放課後○○倶楽部
「演劇部ですか? コスプレ同好会ですか?」
「ううん。オバケ屋敷研究会だよ」

 俺の聞きたい事をすぐに理解してくれる部長は好きだが、本当にどんな部活でもある学園だよ。しかし、オバケ屋敷研究会で何故に玉子なのだろうか? 見た目はオバケに見えない事はないのだけど、まるっきり恐怖を煽るものは感じない。

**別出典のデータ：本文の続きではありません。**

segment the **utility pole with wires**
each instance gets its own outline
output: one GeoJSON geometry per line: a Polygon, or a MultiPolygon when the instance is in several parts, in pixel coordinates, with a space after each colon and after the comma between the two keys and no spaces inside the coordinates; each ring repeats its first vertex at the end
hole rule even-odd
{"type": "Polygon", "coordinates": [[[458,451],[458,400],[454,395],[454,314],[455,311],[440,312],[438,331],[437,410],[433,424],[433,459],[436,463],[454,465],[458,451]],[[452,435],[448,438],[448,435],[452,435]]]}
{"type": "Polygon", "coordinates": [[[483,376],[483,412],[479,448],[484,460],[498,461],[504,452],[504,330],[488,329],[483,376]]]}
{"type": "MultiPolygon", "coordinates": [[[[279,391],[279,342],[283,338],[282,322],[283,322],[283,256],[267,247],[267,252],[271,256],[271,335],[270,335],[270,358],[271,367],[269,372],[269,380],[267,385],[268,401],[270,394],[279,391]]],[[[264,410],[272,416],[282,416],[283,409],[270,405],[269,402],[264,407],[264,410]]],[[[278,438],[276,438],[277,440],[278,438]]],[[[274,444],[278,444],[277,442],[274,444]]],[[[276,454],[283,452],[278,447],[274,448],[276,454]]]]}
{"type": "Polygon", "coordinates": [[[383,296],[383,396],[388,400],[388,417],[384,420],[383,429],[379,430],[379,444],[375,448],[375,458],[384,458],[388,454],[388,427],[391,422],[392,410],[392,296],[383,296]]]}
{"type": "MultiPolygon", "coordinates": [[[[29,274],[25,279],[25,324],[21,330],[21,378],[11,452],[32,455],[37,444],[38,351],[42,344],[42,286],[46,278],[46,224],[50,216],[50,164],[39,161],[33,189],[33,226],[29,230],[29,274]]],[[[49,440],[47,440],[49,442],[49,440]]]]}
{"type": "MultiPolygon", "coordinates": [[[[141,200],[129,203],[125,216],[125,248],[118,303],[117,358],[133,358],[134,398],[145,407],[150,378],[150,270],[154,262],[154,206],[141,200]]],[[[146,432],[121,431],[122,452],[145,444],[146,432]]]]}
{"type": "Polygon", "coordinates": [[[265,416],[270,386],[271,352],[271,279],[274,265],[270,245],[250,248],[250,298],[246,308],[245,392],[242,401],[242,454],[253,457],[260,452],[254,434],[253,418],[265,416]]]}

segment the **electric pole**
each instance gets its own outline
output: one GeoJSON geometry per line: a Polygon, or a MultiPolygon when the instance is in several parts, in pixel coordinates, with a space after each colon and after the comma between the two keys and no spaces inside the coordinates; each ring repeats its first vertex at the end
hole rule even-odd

 俺なりにこの格好を解釈をするとしたら、冷蔵庫から取り出すときに落とされて割られてしまい、黄身が崩れて目玉焼きになれずに卵焼きになってしまった玉子が「目玉焼きになりたかったよ」と、無念を残して食べられてしまい、その結果化けて出てくるようになったちょっと悲しいお話なんだろう。

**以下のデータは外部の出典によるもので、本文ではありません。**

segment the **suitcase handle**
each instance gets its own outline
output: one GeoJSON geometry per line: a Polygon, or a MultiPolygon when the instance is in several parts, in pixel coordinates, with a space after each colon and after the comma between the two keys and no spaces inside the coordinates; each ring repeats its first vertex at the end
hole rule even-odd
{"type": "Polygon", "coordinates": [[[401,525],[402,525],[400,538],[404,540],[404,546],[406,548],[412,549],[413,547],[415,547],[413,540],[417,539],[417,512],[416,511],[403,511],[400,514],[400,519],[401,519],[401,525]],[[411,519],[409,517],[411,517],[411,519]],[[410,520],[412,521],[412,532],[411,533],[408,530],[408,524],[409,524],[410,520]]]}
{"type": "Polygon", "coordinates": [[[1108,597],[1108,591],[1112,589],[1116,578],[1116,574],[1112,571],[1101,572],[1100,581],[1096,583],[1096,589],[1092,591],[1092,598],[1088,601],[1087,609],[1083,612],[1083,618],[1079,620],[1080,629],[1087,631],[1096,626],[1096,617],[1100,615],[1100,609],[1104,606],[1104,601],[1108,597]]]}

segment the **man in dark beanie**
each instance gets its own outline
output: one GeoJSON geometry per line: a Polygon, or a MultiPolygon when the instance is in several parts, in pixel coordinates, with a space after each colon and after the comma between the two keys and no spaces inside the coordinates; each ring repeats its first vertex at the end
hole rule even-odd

 まあ、俺の勝手な解釈なのでまったく意味がないのだけど。

「でも、この格好って何だろうね」

 しかも何も分からないで着ているこの人には頭が下がる思いだ。それにしても知り合って二年目になるが行動パターンがさっぱり分からない。

「ところで、智美ちゃん」
「何でしょうか?」
「僕達ってかなり目立ってるよね?」

 痛い視線が廻りから浴びているが放課後なのでその数は少ない。

 まだ授業が終わって一時間ほどしか経っていないので、教室や廊下で友達と喋っている生徒達もいるわけだ。そんなところに、こんなコスプレ野郎は場違いに目立つ。しかし、玉子のオバケはそんな事は関係なく女子生徒に手を振って黄色い歓声を受け、俺は男子生徒から携帯のシャッター音を数え切れないほど受けていた。


 ……ウザイ。


 徐々に集まってくるゾンビのような集団をなぎ倒して行きたい気分だが、さすがにこの格好では動き難い。